Alexander Polzin, born in East Berlin in 1973, originally trained as a stonemason. He enjoys an international career as a sculptor, painter, stage designer and opera director. In addition, he develops unique collaborations with writers, composers, musicians, choreographers and scholars from all over the world. He was a close friend of Brasch's and organized a multifaceted tribute to Brasch at the 2021 Berlin International Literature Festival.
Part of the Thomas Brasch Retrospective
Born in England to Kindertransport refugees who were active Communists – Thomas Brasch came to embody the fault lines of German history like few other artists. As his father Horst Brasch rose in the ranks of East Germany’s ruling Socialist Unity Party, Thomas became an uncompromisingly radical writer whose activism led to censorship and three months in prison. After his move to West Germany, he refused to play the role of GDR-dissident and focused his critique on West German society and German history in plays, poetry, and a series of brilliant but challenging films. Although he is highly regarded as a translator of Chekhov’s and Shakespeare’s works into German, none of Thomas Brasch’s major works have ever been published in English.
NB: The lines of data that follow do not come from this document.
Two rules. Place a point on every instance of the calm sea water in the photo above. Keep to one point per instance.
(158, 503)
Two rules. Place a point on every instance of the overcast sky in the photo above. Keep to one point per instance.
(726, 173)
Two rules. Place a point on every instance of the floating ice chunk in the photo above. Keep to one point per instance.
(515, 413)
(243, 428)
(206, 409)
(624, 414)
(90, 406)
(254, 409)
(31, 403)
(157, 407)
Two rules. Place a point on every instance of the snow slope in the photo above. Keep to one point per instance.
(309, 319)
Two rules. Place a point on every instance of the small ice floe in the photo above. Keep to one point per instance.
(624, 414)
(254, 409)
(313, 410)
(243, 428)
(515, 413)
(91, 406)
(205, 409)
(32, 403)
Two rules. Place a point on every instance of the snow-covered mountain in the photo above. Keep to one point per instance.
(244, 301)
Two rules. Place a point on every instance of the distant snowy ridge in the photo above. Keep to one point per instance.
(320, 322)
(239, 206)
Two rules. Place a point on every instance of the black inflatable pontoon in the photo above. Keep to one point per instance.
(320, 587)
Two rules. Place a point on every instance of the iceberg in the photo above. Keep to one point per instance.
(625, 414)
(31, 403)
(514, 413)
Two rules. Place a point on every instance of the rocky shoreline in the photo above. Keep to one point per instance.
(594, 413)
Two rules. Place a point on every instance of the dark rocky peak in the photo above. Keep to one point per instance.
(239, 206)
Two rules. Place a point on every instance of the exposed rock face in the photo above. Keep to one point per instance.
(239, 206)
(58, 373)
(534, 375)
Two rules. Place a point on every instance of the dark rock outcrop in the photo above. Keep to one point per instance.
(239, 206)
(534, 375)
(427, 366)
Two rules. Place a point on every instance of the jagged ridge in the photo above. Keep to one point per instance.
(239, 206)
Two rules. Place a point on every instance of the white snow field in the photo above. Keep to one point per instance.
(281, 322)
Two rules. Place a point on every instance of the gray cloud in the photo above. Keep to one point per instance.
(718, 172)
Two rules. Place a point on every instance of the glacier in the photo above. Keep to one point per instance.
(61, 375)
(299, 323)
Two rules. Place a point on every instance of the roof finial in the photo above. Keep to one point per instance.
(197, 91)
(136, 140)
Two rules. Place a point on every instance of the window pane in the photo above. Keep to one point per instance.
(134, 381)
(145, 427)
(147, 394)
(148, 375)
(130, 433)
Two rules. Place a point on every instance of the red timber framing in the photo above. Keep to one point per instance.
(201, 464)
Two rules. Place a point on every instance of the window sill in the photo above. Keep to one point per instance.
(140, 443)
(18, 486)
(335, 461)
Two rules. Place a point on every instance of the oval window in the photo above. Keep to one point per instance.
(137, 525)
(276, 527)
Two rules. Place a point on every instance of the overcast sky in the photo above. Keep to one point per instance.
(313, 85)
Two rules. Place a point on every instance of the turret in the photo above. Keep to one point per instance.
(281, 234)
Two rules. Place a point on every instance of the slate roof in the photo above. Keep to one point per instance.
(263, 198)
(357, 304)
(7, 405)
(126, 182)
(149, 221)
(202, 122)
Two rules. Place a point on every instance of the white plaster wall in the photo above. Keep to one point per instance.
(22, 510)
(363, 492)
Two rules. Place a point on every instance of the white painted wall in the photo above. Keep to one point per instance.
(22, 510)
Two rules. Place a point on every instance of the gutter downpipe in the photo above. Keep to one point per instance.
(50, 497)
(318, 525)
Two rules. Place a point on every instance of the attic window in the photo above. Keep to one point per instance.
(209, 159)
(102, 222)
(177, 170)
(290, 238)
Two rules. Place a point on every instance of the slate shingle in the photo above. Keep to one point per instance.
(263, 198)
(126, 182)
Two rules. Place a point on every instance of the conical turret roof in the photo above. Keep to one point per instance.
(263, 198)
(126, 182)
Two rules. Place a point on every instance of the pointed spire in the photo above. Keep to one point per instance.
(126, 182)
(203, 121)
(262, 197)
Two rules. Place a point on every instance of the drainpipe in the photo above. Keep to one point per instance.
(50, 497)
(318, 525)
His major films, jarring meditations on German history such as Der Passagier – Welcome to Germany (1988, starring Tony Curtis as a choleric Hollywood director who returns to Germany to make a film about his experience in a concentration camp), are rarely shown in the United States. This spring, LBI, the Goethe-Institut New York, The German Film Office, The German Consulate General in New York, Deutsches Haus at NYU, and the Friends of Freiburg Alumni of North America will re-introduce audiences to this remarkable artist and story.